‘El share y la separata’ (1): ‘Cuanto peor, mejor’
Eduardo Ladrón de Guevara, guionista de 'Cuéntame cómo pasó', inicia su relato de verano
En estos tiempos que corren, si eres guionista supongo que sabrás que estás metido en un lío de tres pares de narices. Quiero decir que, aunque tengas rachas de buena suerte, te espera un futuro como para echarse a llorar porque, para que lo sepas, este es un oficio de putas por mucho que las escuelas que han proliferado últimamente, y que se anuncian hasta en las marquesinas de las paradas de cualquier autobús, aseguren que escribir guiones es un trabajo emocionante y creativo, y del que uno puede vivir mejor que un político corrupto.
Lo cierto es que empiezo a ser un veterano en este circo a pesar de no llevar dentro ni cuatro años, pero ya he tenido tres fracasos consecutivos. Uno detrás de otro: ¡uno, dos y tres! Esto de haber escrito series malísimas tiene la gran ventaja de que, al no haberlas visto ni Dios, nadie las recuerda. Bueno, pues yo, a pesar de ser uno de esos advenedizos que solo han tenido fracasos, no me desanimo. Si me quedo sin trabajo ya me saldrá algo para ir tirando: he hecho de taxista, de repartidor de publicidad, camarero en patines, portero de discoteca, vendedor de seguros a domicilio y animador con tanga negro en las despedidas de soltera.
Como decía, ser considerado un guionista calamitoso me la sopla, mejor dicho, me siento orgulloso de no haber dado ni una vez en el clavo.

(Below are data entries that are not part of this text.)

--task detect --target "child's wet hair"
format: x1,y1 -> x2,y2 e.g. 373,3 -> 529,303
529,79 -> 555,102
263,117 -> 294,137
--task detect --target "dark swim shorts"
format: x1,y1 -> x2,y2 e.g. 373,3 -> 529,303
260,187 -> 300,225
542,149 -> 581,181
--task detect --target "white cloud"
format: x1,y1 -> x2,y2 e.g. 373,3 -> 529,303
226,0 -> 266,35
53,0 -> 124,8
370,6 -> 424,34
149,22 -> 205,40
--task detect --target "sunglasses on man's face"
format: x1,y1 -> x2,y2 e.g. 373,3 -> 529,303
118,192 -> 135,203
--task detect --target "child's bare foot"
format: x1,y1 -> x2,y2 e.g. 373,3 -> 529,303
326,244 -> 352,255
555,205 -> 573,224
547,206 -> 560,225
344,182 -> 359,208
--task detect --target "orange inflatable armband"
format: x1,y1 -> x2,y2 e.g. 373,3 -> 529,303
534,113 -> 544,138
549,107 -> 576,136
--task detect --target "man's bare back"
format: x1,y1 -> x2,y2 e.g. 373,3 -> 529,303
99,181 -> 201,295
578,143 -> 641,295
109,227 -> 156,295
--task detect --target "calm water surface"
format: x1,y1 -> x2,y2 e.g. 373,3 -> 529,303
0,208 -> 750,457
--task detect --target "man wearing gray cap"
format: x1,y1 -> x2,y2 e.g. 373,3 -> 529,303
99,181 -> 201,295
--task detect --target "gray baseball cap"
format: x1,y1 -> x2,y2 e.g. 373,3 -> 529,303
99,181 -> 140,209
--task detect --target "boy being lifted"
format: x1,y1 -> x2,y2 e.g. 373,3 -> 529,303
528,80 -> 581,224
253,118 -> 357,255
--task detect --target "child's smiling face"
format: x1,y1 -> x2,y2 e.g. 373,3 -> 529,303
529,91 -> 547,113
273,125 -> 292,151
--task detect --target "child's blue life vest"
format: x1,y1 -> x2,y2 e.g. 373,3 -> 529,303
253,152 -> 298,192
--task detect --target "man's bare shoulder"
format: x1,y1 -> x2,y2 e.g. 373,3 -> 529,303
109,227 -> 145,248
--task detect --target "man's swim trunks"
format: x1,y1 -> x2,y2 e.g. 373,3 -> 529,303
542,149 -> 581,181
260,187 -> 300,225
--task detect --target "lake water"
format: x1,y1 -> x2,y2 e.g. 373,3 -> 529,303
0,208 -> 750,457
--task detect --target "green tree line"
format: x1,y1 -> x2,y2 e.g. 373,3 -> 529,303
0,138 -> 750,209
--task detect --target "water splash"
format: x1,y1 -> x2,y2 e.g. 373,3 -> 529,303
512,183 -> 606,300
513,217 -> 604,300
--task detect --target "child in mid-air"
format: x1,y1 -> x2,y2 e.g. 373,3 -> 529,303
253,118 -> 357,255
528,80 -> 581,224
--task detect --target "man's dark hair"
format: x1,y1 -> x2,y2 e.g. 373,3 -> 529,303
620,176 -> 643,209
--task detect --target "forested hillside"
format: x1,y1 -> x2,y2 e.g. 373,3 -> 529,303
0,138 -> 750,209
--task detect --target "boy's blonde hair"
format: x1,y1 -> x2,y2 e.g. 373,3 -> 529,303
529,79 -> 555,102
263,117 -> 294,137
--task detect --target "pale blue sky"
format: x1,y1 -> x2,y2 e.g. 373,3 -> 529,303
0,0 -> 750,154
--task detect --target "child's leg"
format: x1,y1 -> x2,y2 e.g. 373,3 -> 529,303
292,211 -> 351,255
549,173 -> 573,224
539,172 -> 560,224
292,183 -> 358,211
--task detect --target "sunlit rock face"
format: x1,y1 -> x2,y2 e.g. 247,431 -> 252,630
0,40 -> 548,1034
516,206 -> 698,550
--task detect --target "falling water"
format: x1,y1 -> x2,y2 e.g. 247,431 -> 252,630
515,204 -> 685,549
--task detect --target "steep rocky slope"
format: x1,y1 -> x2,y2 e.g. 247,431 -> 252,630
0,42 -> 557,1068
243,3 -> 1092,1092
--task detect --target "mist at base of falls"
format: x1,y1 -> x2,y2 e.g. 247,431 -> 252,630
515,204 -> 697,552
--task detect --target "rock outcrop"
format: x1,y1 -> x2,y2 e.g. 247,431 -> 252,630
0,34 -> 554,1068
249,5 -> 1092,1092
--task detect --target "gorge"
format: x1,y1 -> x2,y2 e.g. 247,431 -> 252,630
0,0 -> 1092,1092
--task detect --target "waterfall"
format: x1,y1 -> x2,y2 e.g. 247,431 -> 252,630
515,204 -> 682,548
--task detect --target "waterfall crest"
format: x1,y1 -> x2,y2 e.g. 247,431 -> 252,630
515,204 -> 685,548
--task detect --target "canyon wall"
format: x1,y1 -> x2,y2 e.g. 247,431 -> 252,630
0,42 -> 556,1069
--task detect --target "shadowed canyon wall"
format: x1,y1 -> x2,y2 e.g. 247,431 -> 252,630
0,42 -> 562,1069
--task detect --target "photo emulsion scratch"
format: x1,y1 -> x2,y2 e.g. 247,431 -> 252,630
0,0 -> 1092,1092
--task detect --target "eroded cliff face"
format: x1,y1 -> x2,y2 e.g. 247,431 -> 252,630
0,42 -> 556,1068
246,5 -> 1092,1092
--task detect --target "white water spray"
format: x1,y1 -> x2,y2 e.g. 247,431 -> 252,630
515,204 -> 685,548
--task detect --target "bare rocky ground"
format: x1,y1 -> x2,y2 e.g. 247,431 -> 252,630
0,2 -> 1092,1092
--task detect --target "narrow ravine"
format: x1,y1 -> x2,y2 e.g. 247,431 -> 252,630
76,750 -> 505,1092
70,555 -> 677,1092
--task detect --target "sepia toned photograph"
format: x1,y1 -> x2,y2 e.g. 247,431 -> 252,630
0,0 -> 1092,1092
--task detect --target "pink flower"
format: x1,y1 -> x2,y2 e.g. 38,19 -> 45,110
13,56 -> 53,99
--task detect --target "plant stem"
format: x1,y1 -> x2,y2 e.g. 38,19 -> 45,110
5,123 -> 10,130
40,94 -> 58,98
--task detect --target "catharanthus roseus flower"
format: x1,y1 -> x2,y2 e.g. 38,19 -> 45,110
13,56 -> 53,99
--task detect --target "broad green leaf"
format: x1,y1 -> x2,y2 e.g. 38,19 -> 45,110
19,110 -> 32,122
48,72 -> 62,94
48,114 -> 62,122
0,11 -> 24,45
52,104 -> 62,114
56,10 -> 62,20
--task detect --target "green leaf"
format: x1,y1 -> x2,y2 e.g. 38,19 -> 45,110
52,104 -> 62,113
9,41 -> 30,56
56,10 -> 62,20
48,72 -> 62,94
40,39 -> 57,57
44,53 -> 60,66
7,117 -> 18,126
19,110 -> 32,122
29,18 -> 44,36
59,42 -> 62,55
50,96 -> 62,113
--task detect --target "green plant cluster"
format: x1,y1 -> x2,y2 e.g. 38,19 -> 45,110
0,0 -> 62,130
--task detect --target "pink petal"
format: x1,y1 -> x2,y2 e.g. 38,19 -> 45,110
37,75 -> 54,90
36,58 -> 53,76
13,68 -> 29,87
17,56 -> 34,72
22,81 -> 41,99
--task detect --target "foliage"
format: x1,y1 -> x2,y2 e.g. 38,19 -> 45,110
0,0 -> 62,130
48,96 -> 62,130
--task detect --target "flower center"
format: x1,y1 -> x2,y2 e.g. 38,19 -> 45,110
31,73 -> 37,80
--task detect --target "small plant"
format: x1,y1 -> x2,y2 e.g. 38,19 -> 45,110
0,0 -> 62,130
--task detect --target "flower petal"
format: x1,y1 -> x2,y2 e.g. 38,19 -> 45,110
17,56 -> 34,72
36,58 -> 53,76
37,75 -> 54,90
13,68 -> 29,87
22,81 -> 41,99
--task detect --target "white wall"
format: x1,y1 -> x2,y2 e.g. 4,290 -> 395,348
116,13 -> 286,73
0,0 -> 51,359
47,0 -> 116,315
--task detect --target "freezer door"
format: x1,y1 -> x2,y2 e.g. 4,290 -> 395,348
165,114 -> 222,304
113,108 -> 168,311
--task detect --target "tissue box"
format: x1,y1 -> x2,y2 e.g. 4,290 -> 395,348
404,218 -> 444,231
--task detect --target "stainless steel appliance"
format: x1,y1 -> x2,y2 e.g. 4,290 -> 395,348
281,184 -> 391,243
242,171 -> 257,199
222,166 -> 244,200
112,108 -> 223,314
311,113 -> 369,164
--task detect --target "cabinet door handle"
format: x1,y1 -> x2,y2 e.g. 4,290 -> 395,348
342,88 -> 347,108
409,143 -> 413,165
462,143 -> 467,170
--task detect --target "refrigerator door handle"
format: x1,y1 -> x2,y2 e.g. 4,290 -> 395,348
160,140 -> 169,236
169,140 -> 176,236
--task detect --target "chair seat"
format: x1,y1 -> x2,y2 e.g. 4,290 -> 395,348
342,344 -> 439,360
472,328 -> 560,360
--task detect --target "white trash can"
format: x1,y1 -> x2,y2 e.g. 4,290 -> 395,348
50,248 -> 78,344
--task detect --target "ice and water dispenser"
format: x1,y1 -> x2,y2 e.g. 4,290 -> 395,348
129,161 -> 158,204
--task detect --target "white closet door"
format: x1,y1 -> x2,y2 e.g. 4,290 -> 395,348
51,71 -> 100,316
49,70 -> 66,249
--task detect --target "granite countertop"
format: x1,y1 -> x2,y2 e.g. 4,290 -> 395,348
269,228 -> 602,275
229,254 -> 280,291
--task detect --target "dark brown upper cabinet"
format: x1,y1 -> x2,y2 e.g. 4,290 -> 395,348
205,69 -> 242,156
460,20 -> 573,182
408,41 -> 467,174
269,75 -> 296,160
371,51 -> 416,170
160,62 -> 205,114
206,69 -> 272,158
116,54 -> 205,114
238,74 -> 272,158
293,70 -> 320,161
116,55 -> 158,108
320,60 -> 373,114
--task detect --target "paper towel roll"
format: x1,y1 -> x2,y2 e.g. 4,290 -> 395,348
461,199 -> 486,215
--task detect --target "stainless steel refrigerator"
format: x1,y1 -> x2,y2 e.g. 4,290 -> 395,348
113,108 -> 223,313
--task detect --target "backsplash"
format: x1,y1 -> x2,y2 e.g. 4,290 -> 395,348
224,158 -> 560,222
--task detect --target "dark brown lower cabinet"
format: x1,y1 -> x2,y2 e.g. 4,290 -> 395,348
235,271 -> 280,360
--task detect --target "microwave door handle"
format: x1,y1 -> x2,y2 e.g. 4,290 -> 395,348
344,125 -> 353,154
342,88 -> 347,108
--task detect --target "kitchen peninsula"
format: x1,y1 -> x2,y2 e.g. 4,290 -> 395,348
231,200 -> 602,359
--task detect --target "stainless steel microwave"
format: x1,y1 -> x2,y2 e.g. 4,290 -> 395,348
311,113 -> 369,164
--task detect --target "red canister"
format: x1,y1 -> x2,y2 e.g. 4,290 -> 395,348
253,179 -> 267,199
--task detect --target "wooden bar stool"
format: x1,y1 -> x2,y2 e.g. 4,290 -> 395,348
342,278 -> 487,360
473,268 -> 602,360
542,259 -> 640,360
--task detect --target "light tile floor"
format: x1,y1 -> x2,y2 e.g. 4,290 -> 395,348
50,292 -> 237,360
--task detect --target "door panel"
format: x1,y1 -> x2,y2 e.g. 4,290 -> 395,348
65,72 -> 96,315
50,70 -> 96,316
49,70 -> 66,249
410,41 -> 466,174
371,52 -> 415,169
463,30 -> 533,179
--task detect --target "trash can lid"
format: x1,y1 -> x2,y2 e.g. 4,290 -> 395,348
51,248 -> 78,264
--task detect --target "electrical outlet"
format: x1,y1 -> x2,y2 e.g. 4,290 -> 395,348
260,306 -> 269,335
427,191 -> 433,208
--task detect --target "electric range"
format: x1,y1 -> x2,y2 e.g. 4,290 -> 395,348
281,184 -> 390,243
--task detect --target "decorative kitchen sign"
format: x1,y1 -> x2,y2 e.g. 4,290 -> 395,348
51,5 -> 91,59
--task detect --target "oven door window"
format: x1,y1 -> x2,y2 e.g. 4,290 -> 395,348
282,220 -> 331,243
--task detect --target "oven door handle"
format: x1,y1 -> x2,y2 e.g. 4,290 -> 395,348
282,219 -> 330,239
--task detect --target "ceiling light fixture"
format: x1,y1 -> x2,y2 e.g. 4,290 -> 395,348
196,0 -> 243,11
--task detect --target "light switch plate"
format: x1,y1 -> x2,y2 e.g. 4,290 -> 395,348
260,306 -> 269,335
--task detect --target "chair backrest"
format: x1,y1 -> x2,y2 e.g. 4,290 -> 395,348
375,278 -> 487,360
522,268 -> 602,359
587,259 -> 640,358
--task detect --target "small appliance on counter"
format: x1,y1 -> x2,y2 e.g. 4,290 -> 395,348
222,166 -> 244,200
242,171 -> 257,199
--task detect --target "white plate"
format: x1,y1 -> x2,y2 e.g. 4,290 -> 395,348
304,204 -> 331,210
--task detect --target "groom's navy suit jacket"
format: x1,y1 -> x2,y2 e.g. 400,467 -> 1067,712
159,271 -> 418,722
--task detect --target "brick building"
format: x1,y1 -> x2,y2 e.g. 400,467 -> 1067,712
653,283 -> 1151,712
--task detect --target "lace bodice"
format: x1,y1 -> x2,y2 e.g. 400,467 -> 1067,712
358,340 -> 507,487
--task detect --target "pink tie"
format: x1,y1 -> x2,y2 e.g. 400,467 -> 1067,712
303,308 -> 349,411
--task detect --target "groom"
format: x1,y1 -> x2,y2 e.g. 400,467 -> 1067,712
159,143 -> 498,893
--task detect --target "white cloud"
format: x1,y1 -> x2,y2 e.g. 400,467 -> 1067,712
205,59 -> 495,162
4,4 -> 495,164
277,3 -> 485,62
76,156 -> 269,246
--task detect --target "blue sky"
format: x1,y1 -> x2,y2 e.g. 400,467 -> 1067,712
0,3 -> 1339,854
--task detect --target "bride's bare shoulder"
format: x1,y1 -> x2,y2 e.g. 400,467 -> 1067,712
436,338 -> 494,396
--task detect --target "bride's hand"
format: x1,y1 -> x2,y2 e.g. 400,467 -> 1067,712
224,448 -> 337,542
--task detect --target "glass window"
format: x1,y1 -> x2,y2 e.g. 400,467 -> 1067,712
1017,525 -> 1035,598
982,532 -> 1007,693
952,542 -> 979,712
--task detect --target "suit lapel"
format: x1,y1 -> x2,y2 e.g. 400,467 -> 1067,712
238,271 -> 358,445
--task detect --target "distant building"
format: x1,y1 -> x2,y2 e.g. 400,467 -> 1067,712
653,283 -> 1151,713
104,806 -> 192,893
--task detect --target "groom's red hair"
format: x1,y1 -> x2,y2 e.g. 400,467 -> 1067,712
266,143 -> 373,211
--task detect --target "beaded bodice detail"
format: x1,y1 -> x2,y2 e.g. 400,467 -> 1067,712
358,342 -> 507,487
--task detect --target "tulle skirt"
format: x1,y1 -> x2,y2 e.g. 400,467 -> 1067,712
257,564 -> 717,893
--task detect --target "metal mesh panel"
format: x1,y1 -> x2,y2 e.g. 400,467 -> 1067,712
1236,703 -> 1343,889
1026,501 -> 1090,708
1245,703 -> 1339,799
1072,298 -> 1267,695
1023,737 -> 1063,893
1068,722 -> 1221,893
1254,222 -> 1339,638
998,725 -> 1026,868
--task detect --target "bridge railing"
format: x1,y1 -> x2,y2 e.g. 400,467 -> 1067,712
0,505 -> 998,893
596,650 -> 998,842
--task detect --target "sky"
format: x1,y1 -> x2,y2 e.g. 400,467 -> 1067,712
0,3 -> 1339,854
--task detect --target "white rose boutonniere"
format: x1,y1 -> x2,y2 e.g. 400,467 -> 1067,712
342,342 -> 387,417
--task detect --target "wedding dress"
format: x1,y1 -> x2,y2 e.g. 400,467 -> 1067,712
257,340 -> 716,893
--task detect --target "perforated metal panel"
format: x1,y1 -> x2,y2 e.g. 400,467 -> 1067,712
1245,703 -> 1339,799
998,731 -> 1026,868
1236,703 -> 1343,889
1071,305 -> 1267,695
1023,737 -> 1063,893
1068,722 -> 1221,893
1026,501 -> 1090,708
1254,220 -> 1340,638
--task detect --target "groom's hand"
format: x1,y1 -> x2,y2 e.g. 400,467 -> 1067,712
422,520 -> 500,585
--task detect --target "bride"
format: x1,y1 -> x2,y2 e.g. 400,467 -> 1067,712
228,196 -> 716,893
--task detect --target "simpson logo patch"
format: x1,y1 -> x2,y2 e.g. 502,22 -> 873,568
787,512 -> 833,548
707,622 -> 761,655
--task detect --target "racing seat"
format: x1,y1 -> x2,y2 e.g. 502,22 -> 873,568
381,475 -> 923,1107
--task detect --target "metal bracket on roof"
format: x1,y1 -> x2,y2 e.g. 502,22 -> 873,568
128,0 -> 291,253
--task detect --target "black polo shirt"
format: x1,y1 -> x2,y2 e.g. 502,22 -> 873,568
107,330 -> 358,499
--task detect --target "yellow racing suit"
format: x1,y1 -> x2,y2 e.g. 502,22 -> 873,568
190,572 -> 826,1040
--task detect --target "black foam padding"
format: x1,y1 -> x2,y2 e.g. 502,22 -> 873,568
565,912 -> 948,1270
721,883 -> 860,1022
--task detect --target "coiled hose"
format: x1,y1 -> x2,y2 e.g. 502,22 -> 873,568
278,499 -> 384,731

Cuanto peor, mejor, y estoy seguro de que, si sigo así, con el tiempo podré llegar a convertirme en el responsable de programas de ficción de alguna cadena. ¿Por qué no? Esa es mi ilusión, tener un despacho propio, recibir proyectos, analizarlos, darles degollina, sugerir cambios obligatorios y hacer informes, señalando que a un proyecto de faltan puntos de giro o que adolece de tensión dramática. Pero hasta que ese día llegue, si es que llega alguna vez, seguiré con lo mío, es decir, ideando tramas y escribiendo diálogos que, sistemáticamente, serán modificados, o enriquecidos, según se mire, por el director de turno, un actor o una actriz o, si se tercia, hasta por el cocinero del cáterin que, como le oigo decir, también tiene derecho a opinar. Así ha sido desde el nacimiento del teatro griego, pongamos por caso, y así seguirá siendo.
Ahora mismo estoy sentado a mi mesa, frente al ordenador, analizando los datos de audiencia de ayer, que son para echarse a llorar. Con un share del 9 por ciento, es decir, millón y medio raspado de telespectadores, las posibilidades de que la cadena renueve la serie que escribo son de cero. Me veo otra vez en la calle, enviando currículos que nadie leerá o conectando en LinkedIn con parados de medio mundo para lamernos las heridas mutuamente unos a otros. De todos modos, lo único que me preocupa en ese instante es la reacción del gran actor de la serie, la estrella que, en cuanto en entere de que no hemos llegado ni a los dos millones va a armarla. Se va a organizar la de Dios es Cristo.